Artinya, empat latihan agar keputusan bodhicita kita tidak merosot di kehidupan ini, dan satu latihan agar tidak kehilangan keputusan bodhicita di kehidupan-kehidupan selanjutnya. Yang terakhir ini mensyaratkan tindakan menjauhkan diri dari empat hal dan menjalankan empat hal kebalikannya. Artinya, sebelum mengambil sumpah bodhisattwa, kita sudah mengikuti sebuah latihan tertentu, sebuah sila tertentu, bukan hanya dalam kerangka sumpah-sumpah pratimoksha, tetapi juga dalam kerangka janji-janji ini, latihan-latihan ini. Nah, apa saja latihan-latihan tersebut?

Pertama-tama, empat latihan agar keputusan bodhicita kita tidak merosot di kehidupan ini. Kita ingin agar tujuan bodhicita kita senantiasa kuat. Kita tidak ingin ia melemah. Bagaimana kita menguatkannya? Cara pertama adalah dengan selalu mengingat semua manfaat dan keuntungan dari pengembangan bodhicita. Manfaat-manfaat ini banyak dijabarkan dalam bab pertama Memasuki Perilaku Bodhisattwa karangan Shantidewa. Kalau kita membacanya dengan lengkap, tentu saja itu sangat bermanfaat. Tapi sekalipun membaca naskah tersebut bukan bagian dari laku harian kita, kita tetap bisa merenungkan pokok-pokok utamanya, sebagai pengingat diri. Satu-satunya cara agar bisa memeroleh pencerahan adalah dengan memiliki tujuan bodhicita ini: “Aku ingin memerolehnya, aku berupaya memerolehnya, aku yakin bisa memerolehnya, dan setelah memerolehnya aku akan menolong semua makhluk.”

Dengan lingkup seperti ini, upaya kita bisa memunculkan kebahagiaan bukan hanya untuk diri sendiri – karena tentu kita berusaha mengatasi keterbatasan diri sendiri jika ingin mencapai pencerahan – tetapi juga akan mampu membawa manfaat dan kebahagiaan untuk setiap insan. Dan sekalipun kita hanya berpikir dalam kerangka nilai-nilai duniawi, seperti dipuji, dihargai, dan seterusnya, oleh orang lain, seperti dikatakan Shantidewa, “Jika dengan memberi makan beberapa orang lapar sekali saja orang pantas dimuliakan” – seperti menyumbangkan bantuan untuk korban bencana gempa misalnya – “jika itu saja sudah dianggap mulia, seperti apa lagi mulianya orang yang memunculkan kebahagiaan tanpa akhir, selamanya, untuk setiap insan, tanpa terkecuali, di alam semesta ini, dan membawa mereka ke pencerahan?”

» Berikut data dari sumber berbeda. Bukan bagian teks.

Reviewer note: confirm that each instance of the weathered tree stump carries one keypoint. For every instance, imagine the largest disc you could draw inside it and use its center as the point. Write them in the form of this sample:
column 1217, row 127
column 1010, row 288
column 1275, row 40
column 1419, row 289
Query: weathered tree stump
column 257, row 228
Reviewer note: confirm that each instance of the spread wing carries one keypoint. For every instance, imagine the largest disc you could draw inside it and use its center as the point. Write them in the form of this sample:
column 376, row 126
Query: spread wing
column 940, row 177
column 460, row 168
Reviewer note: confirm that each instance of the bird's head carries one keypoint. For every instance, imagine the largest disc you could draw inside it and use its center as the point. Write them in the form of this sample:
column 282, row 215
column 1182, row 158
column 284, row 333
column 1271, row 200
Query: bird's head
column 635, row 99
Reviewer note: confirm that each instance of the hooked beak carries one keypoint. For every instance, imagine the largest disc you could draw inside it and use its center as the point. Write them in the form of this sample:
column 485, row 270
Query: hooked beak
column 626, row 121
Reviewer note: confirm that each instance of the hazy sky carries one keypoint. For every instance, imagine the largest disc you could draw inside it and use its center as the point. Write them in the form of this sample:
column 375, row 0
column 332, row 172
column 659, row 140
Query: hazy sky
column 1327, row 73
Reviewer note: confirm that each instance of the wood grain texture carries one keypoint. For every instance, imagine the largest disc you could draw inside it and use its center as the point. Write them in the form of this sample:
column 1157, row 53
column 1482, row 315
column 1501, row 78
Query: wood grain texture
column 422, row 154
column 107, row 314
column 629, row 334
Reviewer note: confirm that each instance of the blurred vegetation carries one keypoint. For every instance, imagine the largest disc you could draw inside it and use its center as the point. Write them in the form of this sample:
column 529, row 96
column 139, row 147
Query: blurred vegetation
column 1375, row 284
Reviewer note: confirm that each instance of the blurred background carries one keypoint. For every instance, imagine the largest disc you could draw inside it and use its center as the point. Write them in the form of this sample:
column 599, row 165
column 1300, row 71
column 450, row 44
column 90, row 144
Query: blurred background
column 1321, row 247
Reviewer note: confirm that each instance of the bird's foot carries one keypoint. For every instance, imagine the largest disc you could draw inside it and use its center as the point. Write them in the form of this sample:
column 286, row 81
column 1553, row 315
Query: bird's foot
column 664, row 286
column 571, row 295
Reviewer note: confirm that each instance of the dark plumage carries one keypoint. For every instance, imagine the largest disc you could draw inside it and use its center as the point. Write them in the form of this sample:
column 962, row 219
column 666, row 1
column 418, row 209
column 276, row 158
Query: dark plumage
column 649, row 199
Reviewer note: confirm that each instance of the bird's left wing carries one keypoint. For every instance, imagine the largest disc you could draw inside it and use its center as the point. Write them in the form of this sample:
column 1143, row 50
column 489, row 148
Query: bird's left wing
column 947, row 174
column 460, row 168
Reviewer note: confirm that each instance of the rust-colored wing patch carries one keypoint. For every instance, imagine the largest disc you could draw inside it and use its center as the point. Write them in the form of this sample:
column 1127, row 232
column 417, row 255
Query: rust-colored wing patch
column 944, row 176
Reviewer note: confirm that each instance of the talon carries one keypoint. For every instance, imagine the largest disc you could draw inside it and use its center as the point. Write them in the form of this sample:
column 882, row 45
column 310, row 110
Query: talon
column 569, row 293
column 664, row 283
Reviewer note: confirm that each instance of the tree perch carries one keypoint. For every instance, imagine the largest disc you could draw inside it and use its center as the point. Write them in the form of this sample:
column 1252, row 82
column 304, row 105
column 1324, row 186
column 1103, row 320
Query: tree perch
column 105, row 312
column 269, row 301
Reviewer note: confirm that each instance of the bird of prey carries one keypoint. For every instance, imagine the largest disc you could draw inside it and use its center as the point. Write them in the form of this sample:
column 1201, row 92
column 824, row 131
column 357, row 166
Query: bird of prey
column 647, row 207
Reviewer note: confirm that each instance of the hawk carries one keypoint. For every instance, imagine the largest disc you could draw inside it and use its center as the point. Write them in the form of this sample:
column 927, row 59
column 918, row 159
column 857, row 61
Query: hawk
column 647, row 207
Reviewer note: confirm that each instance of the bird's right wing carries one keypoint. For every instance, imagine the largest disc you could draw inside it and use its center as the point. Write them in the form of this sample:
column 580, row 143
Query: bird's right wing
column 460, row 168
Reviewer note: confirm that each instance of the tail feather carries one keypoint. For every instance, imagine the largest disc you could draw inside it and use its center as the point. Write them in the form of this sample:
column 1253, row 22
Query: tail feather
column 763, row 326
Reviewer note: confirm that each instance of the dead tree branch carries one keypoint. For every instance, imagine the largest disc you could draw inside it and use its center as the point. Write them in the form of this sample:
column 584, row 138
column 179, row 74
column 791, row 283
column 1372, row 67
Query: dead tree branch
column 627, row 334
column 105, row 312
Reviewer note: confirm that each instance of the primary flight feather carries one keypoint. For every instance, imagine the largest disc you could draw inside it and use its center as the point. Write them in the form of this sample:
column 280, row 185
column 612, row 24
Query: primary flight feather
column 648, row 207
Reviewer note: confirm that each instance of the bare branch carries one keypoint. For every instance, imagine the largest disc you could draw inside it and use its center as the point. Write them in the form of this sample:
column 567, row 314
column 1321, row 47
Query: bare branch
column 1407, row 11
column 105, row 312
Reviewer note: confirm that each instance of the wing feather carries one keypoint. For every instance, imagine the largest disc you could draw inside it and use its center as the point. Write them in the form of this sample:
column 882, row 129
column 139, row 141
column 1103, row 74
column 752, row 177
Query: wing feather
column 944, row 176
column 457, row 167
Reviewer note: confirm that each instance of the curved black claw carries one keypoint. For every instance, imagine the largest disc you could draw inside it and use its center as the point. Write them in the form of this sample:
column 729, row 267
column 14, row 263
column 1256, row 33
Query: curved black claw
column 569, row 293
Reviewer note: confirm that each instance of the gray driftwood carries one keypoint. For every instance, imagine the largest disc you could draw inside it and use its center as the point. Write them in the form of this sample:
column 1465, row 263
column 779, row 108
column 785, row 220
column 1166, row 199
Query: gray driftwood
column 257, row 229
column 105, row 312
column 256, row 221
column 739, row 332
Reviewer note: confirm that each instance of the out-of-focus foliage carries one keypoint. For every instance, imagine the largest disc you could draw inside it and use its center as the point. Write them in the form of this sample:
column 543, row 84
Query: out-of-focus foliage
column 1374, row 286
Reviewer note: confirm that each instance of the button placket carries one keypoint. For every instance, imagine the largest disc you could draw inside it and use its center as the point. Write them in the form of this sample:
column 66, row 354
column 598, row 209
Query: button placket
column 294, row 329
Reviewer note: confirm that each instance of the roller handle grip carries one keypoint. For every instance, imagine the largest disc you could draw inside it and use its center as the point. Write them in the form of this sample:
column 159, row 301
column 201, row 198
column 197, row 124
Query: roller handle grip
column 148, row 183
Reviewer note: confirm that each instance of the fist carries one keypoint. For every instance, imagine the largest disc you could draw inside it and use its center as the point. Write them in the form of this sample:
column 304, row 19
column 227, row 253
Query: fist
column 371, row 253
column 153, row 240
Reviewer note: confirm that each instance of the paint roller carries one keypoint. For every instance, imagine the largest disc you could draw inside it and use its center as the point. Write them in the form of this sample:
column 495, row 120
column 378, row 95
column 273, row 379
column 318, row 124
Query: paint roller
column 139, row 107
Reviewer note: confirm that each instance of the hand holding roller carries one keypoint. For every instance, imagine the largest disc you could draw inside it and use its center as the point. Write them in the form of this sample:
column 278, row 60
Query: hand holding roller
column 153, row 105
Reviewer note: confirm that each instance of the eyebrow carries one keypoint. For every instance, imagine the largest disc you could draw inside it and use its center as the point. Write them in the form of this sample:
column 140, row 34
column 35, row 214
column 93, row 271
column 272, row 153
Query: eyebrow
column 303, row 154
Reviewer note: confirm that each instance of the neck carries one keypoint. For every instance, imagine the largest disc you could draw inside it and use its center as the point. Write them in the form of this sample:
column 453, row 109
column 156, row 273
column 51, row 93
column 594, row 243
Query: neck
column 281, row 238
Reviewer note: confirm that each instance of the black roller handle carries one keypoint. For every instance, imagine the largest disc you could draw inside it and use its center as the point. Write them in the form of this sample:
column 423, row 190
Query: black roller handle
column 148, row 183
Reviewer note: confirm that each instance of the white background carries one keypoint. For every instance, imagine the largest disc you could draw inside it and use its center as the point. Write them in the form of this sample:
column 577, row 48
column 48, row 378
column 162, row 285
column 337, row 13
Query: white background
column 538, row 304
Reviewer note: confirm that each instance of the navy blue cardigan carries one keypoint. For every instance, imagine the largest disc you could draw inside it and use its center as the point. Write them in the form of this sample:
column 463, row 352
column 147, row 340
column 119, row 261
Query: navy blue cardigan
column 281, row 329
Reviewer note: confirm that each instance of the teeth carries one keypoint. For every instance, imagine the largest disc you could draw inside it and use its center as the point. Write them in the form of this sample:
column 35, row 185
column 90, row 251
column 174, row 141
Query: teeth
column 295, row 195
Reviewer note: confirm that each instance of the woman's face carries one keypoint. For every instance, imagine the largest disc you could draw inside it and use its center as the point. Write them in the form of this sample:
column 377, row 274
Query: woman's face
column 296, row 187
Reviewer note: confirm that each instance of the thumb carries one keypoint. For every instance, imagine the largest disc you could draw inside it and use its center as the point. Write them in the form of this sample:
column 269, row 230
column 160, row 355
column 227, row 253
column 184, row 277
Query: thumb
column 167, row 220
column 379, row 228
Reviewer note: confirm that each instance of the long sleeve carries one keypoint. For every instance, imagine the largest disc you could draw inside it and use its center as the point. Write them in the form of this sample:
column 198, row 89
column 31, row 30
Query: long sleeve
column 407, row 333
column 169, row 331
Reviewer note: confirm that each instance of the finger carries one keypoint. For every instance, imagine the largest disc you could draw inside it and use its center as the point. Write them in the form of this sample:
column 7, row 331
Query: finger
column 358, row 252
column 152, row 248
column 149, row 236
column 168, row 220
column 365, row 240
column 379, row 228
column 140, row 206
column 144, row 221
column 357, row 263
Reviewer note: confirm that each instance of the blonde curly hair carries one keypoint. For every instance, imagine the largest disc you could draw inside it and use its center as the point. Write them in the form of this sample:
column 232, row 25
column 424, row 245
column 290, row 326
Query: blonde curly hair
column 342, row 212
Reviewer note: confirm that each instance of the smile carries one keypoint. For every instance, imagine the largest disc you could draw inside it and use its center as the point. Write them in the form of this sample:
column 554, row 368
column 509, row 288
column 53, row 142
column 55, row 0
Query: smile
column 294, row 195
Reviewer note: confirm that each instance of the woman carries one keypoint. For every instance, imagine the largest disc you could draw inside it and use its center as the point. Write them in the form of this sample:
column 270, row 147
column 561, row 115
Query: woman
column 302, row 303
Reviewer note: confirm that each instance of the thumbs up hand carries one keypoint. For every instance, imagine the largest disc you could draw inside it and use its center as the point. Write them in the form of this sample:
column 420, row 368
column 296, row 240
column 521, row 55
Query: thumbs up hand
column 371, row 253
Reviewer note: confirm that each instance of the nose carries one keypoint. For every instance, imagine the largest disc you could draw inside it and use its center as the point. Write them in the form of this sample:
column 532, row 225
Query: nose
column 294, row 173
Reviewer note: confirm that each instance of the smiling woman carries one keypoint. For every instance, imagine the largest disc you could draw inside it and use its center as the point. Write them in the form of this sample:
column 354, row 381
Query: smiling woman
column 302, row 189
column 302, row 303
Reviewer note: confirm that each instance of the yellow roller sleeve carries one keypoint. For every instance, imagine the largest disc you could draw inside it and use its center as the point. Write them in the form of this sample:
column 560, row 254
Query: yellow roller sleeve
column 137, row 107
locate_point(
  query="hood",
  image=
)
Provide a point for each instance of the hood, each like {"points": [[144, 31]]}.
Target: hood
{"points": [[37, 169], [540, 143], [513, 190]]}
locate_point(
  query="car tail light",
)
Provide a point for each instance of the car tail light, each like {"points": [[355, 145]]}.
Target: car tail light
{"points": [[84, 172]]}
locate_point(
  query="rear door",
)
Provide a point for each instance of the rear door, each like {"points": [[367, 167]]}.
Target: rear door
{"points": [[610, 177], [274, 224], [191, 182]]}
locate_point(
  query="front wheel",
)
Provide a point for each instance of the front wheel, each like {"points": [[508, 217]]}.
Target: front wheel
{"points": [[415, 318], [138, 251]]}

Kalau kita berupaya mencapai pencerahan, kita tidak akan loyo atau capek (maksud saya bukan capek biasa di penghujung hari), tetapi kuat: “Aku harus mencapainya agar bisa menolong setiap insan.” Hal itu memberi kita kekuatan yang tak terbilang hebatnya, senantiasa, untuk mampu berupaya mencapainya, menolong insan lainnya. Itu menjadi perlindungan atau penawar terbaik atas tindakan merusak atau tindakan bodoh. “Mana boleh aku bertindak bodoh? Mana boleh aku egois? Mana boleh aku bertindak merusak dan melukai siapa pun kalau aku berupaya mencapai pencerahan demi mendatangkan manfaat bagi setiap insan?” Ada banyak sekali manfaatnya, dan kita mencoba untuk mengingatkan diri kita setiap hari. Maksud saya, benar-benar berusaha, bukan sekadar mencoba saja. Kita sudah berikrar untuk melakukannya, dan atas dasar ikrar tersebut, kita berupaya.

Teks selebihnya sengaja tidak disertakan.